My next post sees me trying out the technique of ‘pushing film’ to allow me to shoot handheld during the night. We go for a walk around Innsbruck, Austria shooting a roll of Kodak Tri-X rated at ISO 1600.
One of the restrictions of film is that you are stuck with the sensitivity of the film you are shooting, particularly if shooting 35mm. My medium format (120mm film) Hasselblad camera has interchangeable backs where you can store different film types (very useful!).
Regarding film sensitivity, remember this is referred to as the film’s ISO, and the higher the number, the more sensitive the film is to light. A normal everyday ISO is ISO 400, where ISO 100 or lower is usually for bright days, and higher ISO films (ISO 800 and above) are for lower light (e.g. a night time walk) or fast moving action situations (e.g. a hockey game where you want to freeze the action).
More about the concept of ‘pushing film’
Pushing film effectively means rating the ISO of the film higher than it really is, thus allowing you to trick the camera and shoot handheld where otherwise you would probably require a tripod. It is important to remember that if you push film you do so for the entire roll, not just a couple of frames. When you are pushing film you are effectively underexposing it, so it will require additional development time to ensure it doesn’t come out completely underdeveloped.
For this post I had 1 roll of Kodak Tri-X film rated at ISO 400. I decided to shoot it at ISO 1600, hence 2 additional ‘stops"‘. A stop of light refers to doubling (or halving) the amount of light, so 400—>800—>1600, hence + 2 stops.
More about the shots
The shots were all taken in Innsbruck, Austria on Kodak Tri-X film on my Leica M2 camera with my 35mm and 50mm lenses. I didn’t have any theme in mind other than looking for some interesting compositions and opportunities to test out the idea of pushing film.
I like how bright street lights and signs come out in this shot.
As you push the entire roll you still have to shoot at ISO 1600 during the day, actually the results can be quite good, just using a smaller aperture and off you go!
Didn’t get the focus right here, but I like how it adds to the movement of the shot. This shot in particular would have been very hard at ISO 400.
I thought there would be more separation between the fog and the landscape below, but I quite like how this came out, it is quite moody because of the extra grain.
I really like how sharp this shot came out, where the sky is still quite grainy. Shot right in the middle of the day in a small village outside of Innsbruck. Notice the lack of detail in the shadows.
Staring into the light.
(…or some other funny caption).
The skater turned around just as I was going to snap this shot, but I like how his white hoody contrasts against the dark figures in the background.
A famous shot of the Dolomites is hiding somewhere behind that fog!

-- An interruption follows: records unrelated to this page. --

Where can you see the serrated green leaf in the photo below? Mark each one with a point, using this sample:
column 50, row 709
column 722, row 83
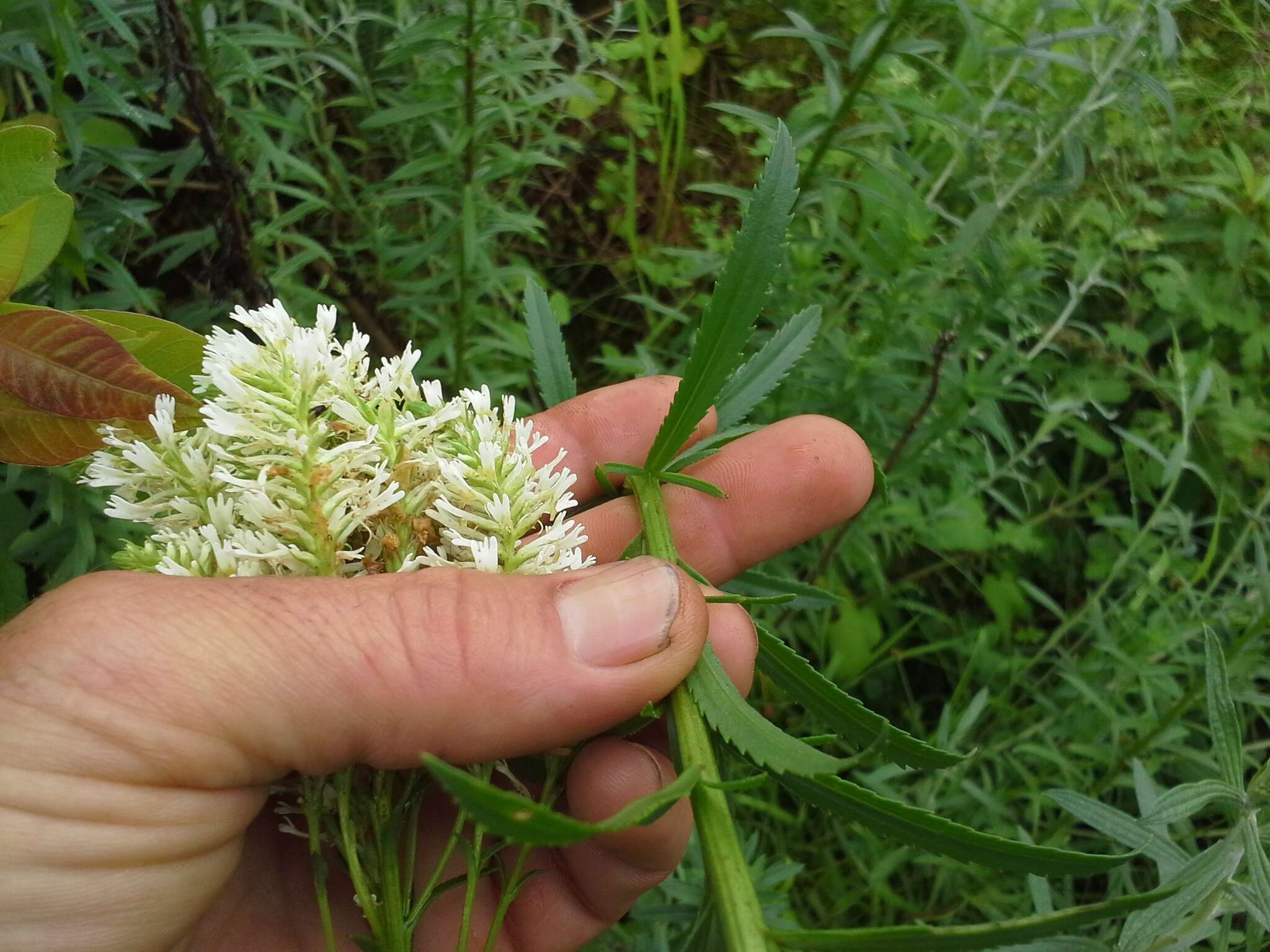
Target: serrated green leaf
column 1189, row 799
column 727, row 598
column 758, row 583
column 680, row 479
column 1223, row 718
column 793, row 674
column 1198, row 880
column 708, row 447
column 737, row 300
column 926, row 831
column 760, row 375
column 521, row 821
column 748, row 731
column 546, row 343
column 963, row 938
column 1124, row 829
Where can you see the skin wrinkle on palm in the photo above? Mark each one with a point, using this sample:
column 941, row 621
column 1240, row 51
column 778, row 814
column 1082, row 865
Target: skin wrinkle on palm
column 614, row 871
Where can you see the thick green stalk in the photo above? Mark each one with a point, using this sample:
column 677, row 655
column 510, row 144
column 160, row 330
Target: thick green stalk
column 730, row 885
column 313, row 788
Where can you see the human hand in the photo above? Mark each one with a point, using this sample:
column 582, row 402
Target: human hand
column 146, row 716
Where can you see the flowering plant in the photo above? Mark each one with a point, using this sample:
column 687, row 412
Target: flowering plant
column 301, row 461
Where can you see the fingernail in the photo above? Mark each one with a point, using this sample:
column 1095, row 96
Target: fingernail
column 621, row 614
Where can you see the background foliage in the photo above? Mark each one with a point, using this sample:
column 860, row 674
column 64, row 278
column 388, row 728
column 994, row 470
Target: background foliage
column 1039, row 234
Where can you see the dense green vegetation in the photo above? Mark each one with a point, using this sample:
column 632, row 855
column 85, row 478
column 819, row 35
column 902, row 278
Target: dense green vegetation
column 1041, row 238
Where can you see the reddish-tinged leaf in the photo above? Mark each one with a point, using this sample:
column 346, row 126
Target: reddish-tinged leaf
column 173, row 352
column 31, row 437
column 69, row 367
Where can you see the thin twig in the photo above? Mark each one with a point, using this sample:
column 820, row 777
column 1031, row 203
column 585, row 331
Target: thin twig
column 938, row 357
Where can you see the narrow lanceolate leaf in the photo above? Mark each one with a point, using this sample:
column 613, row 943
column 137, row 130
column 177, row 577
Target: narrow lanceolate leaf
column 1259, row 870
column 926, row 831
column 748, row 731
column 1199, row 880
column 522, row 821
column 708, row 447
column 737, row 300
column 681, row 479
column 1189, row 799
column 173, row 352
column 69, row 367
column 760, row 375
column 841, row 712
column 546, row 343
column 31, row 437
column 928, row 938
column 757, row 583
column 1222, row 716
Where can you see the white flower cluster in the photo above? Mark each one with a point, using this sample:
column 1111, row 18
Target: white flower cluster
column 308, row 464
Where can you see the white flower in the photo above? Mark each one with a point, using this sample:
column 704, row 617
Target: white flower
column 309, row 464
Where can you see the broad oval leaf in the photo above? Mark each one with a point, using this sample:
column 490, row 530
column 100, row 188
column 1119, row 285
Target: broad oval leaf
column 173, row 352
column 69, row 367
column 738, row 298
column 930, row 938
column 29, row 156
column 16, row 230
column 31, row 437
column 840, row 711
column 926, row 831
column 748, row 731
column 522, row 821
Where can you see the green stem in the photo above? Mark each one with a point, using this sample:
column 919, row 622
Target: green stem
column 313, row 787
column 474, row 865
column 349, row 837
column 556, row 767
column 466, row 211
column 474, row 870
column 732, row 889
column 858, row 83
column 420, row 902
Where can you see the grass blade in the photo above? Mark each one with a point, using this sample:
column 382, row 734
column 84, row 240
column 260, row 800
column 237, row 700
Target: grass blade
column 963, row 938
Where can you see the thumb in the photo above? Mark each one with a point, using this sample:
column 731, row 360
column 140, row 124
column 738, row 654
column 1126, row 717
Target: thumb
column 229, row 682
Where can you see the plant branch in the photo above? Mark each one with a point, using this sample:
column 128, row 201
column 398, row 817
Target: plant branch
column 732, row 889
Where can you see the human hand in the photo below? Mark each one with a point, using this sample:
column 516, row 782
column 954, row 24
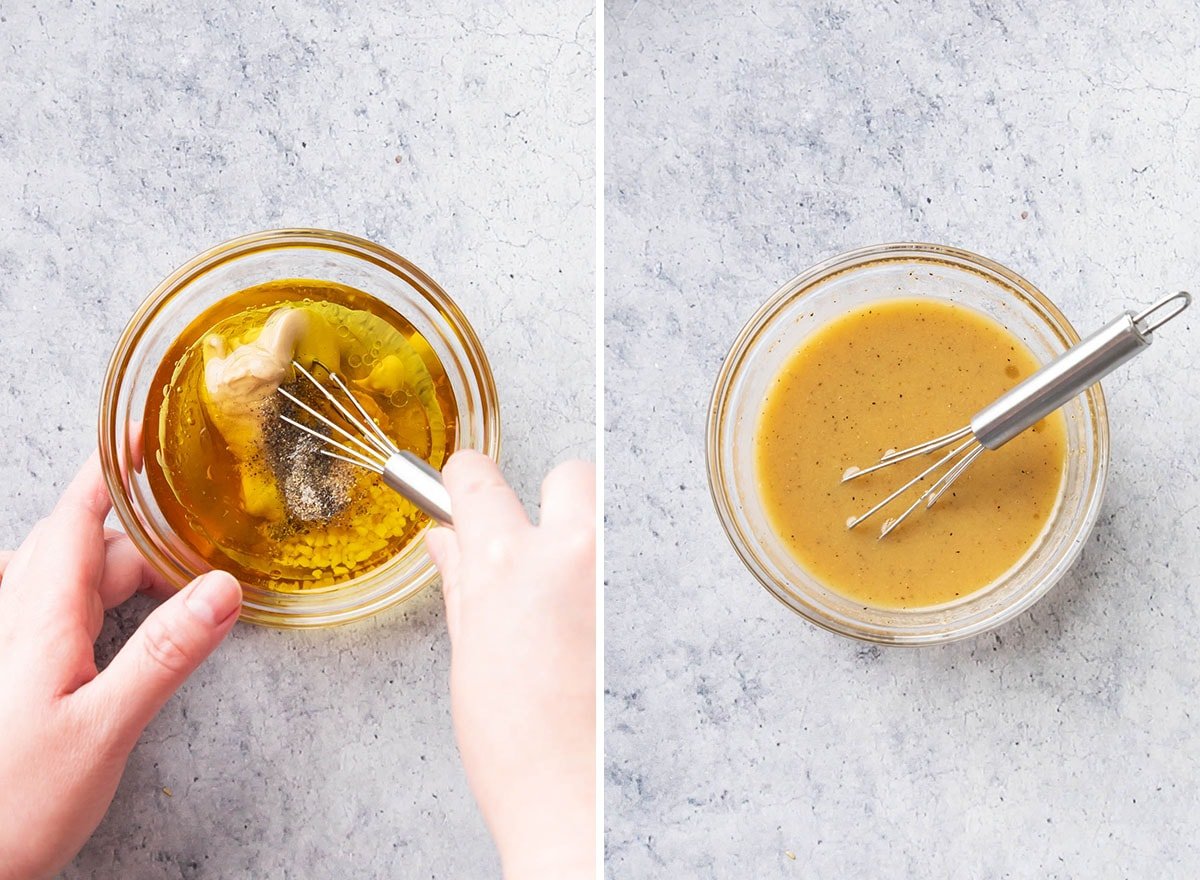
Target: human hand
column 65, row 729
column 521, row 614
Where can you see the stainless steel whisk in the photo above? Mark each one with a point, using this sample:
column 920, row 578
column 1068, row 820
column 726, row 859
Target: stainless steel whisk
column 372, row 449
column 1075, row 370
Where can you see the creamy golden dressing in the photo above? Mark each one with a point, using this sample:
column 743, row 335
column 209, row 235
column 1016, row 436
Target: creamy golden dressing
column 887, row 376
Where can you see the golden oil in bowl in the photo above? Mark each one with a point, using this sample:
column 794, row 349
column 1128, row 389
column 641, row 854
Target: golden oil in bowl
column 252, row 494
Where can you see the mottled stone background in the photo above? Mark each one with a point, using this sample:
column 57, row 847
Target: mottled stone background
column 136, row 135
column 742, row 147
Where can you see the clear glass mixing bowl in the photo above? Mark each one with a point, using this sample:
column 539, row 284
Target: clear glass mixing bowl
column 235, row 265
column 780, row 327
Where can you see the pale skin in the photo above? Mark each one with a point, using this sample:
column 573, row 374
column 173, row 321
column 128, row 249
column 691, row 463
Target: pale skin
column 521, row 612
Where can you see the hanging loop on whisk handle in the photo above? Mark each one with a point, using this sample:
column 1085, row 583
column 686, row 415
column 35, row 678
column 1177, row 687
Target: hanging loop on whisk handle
column 1075, row 370
column 420, row 483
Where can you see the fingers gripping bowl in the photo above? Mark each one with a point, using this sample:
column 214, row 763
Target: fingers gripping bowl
column 331, row 281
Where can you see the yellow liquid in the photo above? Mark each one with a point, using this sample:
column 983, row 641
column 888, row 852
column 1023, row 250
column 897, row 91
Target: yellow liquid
column 888, row 376
column 318, row 540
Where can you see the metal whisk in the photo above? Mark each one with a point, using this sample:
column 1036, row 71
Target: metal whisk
column 372, row 449
column 1041, row 394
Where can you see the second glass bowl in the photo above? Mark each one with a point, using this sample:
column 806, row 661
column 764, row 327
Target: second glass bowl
column 235, row 265
column 780, row 327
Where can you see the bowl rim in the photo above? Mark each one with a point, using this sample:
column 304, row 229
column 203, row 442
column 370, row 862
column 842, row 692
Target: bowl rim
column 471, row 351
column 799, row 286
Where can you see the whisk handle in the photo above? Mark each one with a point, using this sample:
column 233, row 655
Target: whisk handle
column 1072, row 372
column 420, row 483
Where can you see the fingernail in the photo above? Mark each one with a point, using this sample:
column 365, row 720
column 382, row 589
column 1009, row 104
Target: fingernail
column 214, row 597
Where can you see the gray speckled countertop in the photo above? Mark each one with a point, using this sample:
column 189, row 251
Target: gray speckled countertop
column 1060, row 138
column 131, row 137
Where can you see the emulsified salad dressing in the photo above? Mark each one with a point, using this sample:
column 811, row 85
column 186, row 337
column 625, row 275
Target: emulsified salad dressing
column 888, row 376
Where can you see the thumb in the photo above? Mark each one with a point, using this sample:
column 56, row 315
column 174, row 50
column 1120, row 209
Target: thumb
column 168, row 646
column 443, row 546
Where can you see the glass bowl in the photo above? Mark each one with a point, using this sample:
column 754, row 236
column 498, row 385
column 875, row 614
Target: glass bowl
column 235, row 265
column 780, row 327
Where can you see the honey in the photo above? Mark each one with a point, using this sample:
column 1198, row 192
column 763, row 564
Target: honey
column 888, row 376
column 249, row 492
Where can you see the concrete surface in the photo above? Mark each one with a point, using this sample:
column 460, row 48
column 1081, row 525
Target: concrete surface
column 742, row 147
column 133, row 136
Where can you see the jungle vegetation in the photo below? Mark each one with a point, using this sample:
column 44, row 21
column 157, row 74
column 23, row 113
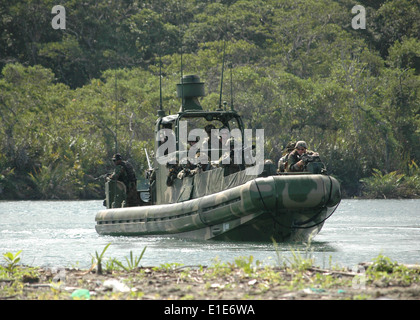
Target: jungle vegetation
column 69, row 98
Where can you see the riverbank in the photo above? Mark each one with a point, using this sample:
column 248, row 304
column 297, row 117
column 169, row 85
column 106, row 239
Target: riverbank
column 242, row 280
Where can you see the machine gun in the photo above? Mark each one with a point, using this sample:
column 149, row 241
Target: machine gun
column 306, row 158
column 313, row 163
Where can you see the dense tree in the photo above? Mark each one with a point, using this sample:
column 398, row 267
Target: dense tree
column 71, row 98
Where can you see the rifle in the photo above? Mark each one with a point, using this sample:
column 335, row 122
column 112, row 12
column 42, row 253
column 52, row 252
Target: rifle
column 307, row 158
column 148, row 160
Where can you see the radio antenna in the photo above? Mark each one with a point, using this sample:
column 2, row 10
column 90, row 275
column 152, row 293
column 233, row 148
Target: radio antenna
column 231, row 88
column 161, row 112
column 221, row 80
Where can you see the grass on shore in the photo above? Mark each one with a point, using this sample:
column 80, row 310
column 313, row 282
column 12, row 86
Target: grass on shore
column 244, row 278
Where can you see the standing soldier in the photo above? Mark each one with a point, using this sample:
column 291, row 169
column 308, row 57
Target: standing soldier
column 296, row 161
column 124, row 172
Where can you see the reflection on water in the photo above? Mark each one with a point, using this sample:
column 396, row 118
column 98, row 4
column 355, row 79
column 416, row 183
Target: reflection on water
column 62, row 233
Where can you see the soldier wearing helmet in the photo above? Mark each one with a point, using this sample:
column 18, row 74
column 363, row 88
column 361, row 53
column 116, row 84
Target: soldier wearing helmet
column 124, row 172
column 295, row 159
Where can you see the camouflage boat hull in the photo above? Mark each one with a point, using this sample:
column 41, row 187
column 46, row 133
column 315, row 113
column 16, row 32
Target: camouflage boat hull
column 287, row 207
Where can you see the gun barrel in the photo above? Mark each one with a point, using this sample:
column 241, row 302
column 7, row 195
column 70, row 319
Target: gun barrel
column 148, row 160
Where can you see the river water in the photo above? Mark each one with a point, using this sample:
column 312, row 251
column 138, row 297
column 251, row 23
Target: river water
column 62, row 234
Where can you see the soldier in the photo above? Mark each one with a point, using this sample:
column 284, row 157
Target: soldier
column 124, row 172
column 283, row 162
column 295, row 161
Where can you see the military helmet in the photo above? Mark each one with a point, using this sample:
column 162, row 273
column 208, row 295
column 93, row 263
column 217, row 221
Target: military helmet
column 301, row 144
column 116, row 157
column 209, row 127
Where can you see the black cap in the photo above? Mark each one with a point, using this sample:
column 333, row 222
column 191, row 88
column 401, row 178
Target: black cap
column 116, row 156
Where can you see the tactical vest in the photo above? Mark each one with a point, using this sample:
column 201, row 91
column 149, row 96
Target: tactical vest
column 131, row 176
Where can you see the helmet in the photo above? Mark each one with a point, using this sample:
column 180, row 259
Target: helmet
column 116, row 157
column 209, row 127
column 301, row 144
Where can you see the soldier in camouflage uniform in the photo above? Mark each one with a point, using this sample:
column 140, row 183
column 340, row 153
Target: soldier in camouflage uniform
column 295, row 161
column 124, row 172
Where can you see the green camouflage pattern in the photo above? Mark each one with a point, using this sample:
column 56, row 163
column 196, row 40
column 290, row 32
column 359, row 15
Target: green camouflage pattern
column 218, row 204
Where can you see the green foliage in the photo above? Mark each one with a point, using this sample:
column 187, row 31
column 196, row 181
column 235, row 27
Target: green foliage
column 393, row 185
column 98, row 259
column 12, row 261
column 70, row 98
column 132, row 263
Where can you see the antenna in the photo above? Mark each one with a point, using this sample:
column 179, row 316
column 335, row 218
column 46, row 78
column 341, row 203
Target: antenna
column 182, row 83
column 116, row 113
column 160, row 83
column 231, row 88
column 182, row 74
column 221, row 80
column 161, row 113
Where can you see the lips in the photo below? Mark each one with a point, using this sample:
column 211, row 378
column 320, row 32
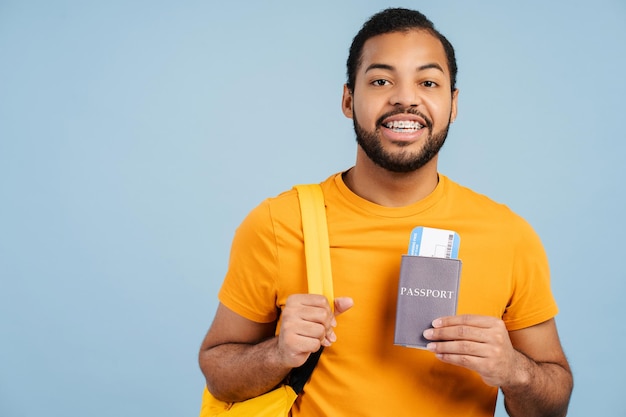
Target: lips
column 404, row 122
column 403, row 125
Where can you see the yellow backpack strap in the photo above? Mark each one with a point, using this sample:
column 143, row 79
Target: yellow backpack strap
column 316, row 245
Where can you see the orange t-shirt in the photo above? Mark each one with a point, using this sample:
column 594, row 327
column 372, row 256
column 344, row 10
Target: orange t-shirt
column 505, row 274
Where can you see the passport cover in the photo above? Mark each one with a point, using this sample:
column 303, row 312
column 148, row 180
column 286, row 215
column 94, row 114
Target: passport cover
column 428, row 288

I like the composition of this shot, but I think shooting at ISO 1600 is not ideal for landscape photography with lots of fog - very hard to expose for! In this case I think pushing an ISO 100 film to ISO 400 would be more appropriate.
The world’s most ridiculous car design.
This shot looks radioactive!
Whilst grainy and hazy, I really enjoyed being up here taking these shots, interesting how there is plenty of detail at the bottom of the shot and less so the further up you go.
This coud definitely be the hotel from ‘ The Shining’ movie!
I really like the framing of this shot, and I suspect my friend Conor took it.
Pushing film is useful for indoor situations, like this pub in Innsbruck’s old town area, although it can generally still produce underexposed images.
I like how moody the shots can be when pushing film, as even at larger apertures (where you are letting in lots of light) you will still need a relatively slow shutter speed. Remember these are all shot handheld so typically no slower that 1/15th of a second.
Conor disagreeing about something.
That’s more like it!
Overall observations
Being able to push film is a very useful technique if you are in low light situations or require higher shutter speeds. For my type of shooting, it makes more sense to use this technique during evening shots, although it’s probably best to try to shoot the entire roll during low light situations, as I am not sure if it adds anything to normal day time shots.
Pushing film really brings out brightly lit parts of a scene and creates a great contrast with darker areas as these remain very black. The shadows do not gain any additional detail, and this can be seen quite clearly from the above shots. If you try to add shadow detail in post processing on the computer its creates an unacceptable amount of grain.
I tend to avoid flash where possible as I still consider it a form of voodoo and have not yet mastered it. I also find that automatic flash, particularly shot during the night, tends to obliterate the background and create overexposed skin tones.
Pushing film increases the contrast and grain of the film, also allowing you to shoot handheld during the evening. This fits in quite well with my shooting style and is definitely something I will be doing again if I think I will be shooting quite a few nighttime shots, places like Paris or Venice come to mind with a good contrast of bright lights and darker background scenes.
This technique, in my experience, works best with black & white film. There are some colour negative films that respond well to being pushed (in particular Cinestill 800), but overall many create too much grain. Overall though it is a simple and fun technique to try out if you are stuck without a tripod and you want to shoot handheld.
Thanks for stopping by to check out my 2nd idea of this project!